If you are looking for a newly built home in San Diego County, the odds are that home will be in a community association. When done right, community associations provide an immediate sense of community for new homeowners.

Community associations are typically found in condominiums or planned developments where the homeowners share common amenities such as pools, clubhouses, parks and playgrounds. According to a 2016 study by the Community Associations Institute, there are approximately 45,400 community associations in California, with an estimated 9.16 million residents.

In San Diego County, the vast majority of new homes are located in developments with community associations. Community associations are usually set up as a nonprofit corporation with a board of directors. While the development is being built, the board of directors consists of representatives of the developer and some homeowners.

Eventually, the association is turned over to the homeowners. This usually occurs after a certain number of properties have been sold. It’s important to have a good transition team, not only for the handover but also to set up long-term goals and success for the association.

“Strong, focused leadership at the outset of a community sets the tone for the future of the community,” said attorney Susan Hawks McClintic, co-managing shareholder at Epsten Grinnell & Howell. “Developer representatives on the board of directors can play an important role in transitioning from constructing buildings to building relationships and a sense of community.”

The board of directors guides the community association. By serving on the board during the development, the developer is able to continue the vision of the original development plan. As the transition continues, that vision is passed on to the new homeowner board members.

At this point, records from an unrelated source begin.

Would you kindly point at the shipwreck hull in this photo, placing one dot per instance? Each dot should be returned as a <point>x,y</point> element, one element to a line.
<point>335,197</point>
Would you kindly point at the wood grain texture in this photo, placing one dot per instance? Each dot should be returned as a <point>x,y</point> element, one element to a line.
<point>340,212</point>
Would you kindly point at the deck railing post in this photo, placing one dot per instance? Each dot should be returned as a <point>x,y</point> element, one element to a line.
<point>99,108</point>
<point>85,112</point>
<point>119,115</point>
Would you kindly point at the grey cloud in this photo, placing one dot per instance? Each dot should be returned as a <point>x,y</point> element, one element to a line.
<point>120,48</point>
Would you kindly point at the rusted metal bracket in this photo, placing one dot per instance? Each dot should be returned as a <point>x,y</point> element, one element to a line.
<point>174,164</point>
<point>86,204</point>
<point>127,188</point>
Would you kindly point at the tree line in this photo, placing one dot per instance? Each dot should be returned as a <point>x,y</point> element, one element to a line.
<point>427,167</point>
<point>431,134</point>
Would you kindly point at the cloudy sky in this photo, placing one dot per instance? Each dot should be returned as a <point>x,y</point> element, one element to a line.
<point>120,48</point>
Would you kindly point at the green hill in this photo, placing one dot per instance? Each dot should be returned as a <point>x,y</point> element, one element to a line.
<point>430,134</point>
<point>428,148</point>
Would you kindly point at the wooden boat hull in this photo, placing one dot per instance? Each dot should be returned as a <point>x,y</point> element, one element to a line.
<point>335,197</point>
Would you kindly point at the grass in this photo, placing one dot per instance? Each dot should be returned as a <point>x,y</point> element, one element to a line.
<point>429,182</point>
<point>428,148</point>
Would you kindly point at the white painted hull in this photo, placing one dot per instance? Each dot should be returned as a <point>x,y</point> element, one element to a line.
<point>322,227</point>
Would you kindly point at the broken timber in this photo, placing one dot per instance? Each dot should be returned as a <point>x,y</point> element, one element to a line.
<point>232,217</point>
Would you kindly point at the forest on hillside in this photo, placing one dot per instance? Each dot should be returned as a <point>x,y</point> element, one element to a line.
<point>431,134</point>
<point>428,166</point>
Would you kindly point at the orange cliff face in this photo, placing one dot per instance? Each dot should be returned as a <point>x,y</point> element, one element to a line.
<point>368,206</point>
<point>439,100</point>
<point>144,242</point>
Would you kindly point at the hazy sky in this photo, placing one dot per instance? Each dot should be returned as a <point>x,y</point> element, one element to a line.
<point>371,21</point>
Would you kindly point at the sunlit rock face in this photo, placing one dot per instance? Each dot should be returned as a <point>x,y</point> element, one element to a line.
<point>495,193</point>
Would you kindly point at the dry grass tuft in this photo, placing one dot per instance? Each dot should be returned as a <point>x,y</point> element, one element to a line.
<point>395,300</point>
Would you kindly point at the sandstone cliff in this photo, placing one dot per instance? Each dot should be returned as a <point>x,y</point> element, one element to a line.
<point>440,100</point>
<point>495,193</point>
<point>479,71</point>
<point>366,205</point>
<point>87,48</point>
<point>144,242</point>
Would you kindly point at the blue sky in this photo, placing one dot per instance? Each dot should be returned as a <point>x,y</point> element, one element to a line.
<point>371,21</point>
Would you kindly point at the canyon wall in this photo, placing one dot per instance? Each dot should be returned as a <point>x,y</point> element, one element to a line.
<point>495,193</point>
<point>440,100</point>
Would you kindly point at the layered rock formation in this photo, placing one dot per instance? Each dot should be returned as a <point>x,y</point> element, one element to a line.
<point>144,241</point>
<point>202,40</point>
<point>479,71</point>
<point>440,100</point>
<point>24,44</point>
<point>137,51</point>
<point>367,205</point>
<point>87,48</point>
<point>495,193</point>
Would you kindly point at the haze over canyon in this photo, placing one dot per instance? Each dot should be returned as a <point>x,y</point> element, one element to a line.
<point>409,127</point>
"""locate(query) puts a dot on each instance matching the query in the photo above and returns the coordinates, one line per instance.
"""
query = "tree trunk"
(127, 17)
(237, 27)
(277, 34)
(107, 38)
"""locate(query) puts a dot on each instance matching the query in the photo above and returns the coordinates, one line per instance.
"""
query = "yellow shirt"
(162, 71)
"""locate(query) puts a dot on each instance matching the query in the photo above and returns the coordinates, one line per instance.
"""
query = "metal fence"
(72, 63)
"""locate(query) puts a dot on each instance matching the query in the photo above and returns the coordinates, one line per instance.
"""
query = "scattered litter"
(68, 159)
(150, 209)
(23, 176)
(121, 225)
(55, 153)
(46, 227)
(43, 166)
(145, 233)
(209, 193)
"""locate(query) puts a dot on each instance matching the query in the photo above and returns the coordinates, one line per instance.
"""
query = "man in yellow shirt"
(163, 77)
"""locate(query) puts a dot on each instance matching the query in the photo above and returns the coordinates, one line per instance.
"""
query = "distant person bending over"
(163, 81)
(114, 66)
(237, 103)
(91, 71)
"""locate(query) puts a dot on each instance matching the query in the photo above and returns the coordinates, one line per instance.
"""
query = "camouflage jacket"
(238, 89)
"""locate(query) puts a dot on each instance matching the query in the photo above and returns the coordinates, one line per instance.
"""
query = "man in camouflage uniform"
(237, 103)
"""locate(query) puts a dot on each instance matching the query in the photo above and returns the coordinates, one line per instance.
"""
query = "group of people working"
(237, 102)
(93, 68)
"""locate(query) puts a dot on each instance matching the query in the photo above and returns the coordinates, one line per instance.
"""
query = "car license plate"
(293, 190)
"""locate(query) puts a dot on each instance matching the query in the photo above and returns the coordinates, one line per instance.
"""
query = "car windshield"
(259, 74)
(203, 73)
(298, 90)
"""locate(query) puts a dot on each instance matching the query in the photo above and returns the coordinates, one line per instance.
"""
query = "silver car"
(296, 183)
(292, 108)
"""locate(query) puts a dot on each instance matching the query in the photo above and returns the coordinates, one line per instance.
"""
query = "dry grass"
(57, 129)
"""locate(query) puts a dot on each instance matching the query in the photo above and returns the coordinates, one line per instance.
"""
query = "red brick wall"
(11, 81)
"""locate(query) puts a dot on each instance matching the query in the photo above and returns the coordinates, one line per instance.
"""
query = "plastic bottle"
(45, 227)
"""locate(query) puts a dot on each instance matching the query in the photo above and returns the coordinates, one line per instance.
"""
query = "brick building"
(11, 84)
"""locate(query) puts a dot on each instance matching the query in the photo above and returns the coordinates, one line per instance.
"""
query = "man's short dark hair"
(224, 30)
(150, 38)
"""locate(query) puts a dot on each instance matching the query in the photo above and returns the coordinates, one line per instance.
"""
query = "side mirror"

“You may have heard some grumblings about someone monitoring whether you mow your lawn or paint your house the right color, but community associations offer many positives. Besides, do you want your neighbors to paint their house bright purple?” McClintic said. “In the 2016 study by the Community Associations Institute, 87 percent of the responding residents in community associations rated their experiences with the association as positive or neutral.”

It’s important for homeowners to get involved. Serving on the board is not for everyone, but all homeowners can attend meetings. Anyone interested in becoming a board member can learn the statutes and laws and get training on how to lead an effective association.

Homeowners need to share their vision of community from the start. Should it be a place with social events so neighbors can meet one another? Is a community garden important? What about quiet time? Planning some long-term goals is a great way to get the conversation started about the vision for the community.

Don’t hesitate to bring your ideas to the table. Working with the developer representatives on the board of directors is the best way to create a welcoming community and lay the groundwork for preserving the value of that community’s properties.